Three EIGRP Tables are maintained by EIGRP to execute its operation i.e. Neighbor Table, Topology Table, and IP Routing table for its operation. This article will discuss these three tables in detail.

EIGRP Tables

How EIGRP selects Best Routes?


Step 1 - Establish an adjacency or neighbor-ship (Neighbor Table) with other peers or devices running EIGRP and have a common link subnet.

Step 2 - Store all the routes in the Topology table. Also, exchange the EIGRP topology database (Topology) Table with neighbors formed in step1.

Step 3 - Calculate the best route/path for each subnet present in the Topology Table and install them in the Routing Table.

Let's discuss each of 3 tables in detail using below topology.

 

EIGRP Tables

 

EIGRP Neighbor Table

It is the first step of EIGRP operation to discover the neighbors. A router running EIGRP multicasts Hello packets to discover the neighbors. An adjacency is created with these neighbors so that it can exchange route updates as a second step. Only the adjacent routers exchange routing information. Each router builds a neighbor table from the Hello packets it receives from adjacent EIGRP routers. To check the neighbor table, you can run "show ip eigrp neighbors" command.

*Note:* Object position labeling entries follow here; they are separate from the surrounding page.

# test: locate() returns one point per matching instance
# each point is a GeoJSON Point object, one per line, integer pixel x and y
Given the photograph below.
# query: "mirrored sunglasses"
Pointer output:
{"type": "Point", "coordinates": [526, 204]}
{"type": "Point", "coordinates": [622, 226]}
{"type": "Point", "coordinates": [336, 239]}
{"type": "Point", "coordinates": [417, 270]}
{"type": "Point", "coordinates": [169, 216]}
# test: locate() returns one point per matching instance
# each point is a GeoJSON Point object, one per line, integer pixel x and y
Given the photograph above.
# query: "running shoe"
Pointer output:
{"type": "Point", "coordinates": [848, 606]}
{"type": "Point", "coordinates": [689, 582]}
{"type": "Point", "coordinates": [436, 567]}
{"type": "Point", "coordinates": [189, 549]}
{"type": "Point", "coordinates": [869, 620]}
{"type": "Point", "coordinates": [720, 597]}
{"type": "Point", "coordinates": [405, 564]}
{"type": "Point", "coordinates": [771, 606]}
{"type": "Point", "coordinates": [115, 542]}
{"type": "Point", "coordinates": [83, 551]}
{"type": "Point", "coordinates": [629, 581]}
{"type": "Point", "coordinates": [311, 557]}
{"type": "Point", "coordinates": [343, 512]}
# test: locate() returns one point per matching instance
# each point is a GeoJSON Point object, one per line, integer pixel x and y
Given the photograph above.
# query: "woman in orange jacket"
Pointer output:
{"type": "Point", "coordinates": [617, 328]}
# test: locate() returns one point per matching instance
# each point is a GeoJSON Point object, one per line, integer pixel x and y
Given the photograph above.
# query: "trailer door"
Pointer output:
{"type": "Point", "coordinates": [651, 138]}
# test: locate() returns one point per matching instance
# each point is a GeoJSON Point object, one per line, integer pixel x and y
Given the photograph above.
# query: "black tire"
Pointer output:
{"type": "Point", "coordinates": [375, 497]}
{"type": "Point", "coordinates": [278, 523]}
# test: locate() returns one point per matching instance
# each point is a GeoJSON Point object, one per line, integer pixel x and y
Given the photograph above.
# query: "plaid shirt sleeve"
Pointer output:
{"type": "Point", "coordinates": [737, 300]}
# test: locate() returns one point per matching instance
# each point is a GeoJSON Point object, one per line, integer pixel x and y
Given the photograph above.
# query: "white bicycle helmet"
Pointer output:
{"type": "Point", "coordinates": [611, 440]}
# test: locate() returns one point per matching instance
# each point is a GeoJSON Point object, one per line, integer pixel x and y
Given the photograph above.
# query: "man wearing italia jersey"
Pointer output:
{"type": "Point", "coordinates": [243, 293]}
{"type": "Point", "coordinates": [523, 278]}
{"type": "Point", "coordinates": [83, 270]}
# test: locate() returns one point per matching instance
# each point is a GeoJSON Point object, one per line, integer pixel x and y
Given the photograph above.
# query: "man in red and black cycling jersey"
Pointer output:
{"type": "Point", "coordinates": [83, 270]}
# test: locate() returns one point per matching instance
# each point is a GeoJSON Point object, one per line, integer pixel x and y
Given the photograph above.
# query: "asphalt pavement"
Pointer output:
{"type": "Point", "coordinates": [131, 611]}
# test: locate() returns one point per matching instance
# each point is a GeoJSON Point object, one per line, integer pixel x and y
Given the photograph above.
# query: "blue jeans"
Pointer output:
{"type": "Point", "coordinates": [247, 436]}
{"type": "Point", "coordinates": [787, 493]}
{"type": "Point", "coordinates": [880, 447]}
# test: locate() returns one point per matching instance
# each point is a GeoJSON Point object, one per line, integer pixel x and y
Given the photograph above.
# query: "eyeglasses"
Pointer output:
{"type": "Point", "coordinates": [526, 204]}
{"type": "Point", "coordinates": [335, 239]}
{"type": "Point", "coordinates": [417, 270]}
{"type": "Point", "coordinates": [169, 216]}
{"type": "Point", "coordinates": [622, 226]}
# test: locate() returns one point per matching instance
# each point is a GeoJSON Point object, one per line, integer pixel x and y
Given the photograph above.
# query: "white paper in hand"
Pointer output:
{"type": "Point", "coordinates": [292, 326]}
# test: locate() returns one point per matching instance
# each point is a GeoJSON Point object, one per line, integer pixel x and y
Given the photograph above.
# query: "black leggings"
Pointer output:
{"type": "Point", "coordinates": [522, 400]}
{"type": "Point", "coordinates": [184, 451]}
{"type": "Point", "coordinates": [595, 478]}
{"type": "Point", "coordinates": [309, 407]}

R1#show ip eigrp neighbors
EIGRP-IPv4 Neighbors for AS(10)
H   Address                 Interface       Hold   Uptime   SRTT      RTO  Q    Seq
                                                       (sec)                   (ms)                Cnt  Num
2   10.10.13.3              PO2/0            10   00:01:05  369       2214   0      6
1   10.10.12.2              Fa1/0             12   00:01:07  256       1536   0     11
0   10.10.14.4              Se3/0             12   00:01:07  276       1656   0     15

 

EIGRP Neighbor Table Fields Explanation

  • H (handle) - A number used internally by the Cisco IOS to track a neighbor. If there is a fourth router connected to R1, it would have a Handle number of 3.
  • Address - The neighbor’s IP address. It is the interface address of the connected interface of neighbors.
  • Interface: The next-hop interface on this router through which the neighbor can be reached.
  • Hold Time - The maximum time, in seconds, that the router waits to hear from the neighbor without receiving anything from a neighbor before considering the link unavailable.
  • Uptime - The elapsed time, in hours, minutes, and seconds since the local router first heard from this neighbor.
  • Smooth Round Trip Timer (SRTT) - The average number (ms) it takes for an EIGRP packet to be sent to this neighbor and for the local router to receive an acknowledgment of that packet. This timer is used to determine the retransmit interval, also known as the retransmit timeout (RTO).
  • RTO - The amount of time, in milliseconds, that the router waits for an acknowledgment before retransmitting a reliable packet from the retransmission queue to a neighbor.
  • Queue count - The number of packets waiting in the queue to be sent out. If this value is constantly higher than 0, a congestion problem might exist. A  value of  '0' indicates that no EIGRP packets are in the queue. If the value of Q Count is non zero, there is a delay, jitter on the link connected between neighbors and there will be slow convergence issues observed.
  • Seq Num - The sequence number of the last update, query, or reply packet that was received from this neighbor.


EIGRP Topology Table

EIGRP Topology Table is a kind of control plane or a database of EIGRP where all routes learned from a neighbor are initially stored before the best routes are moved to the routing table.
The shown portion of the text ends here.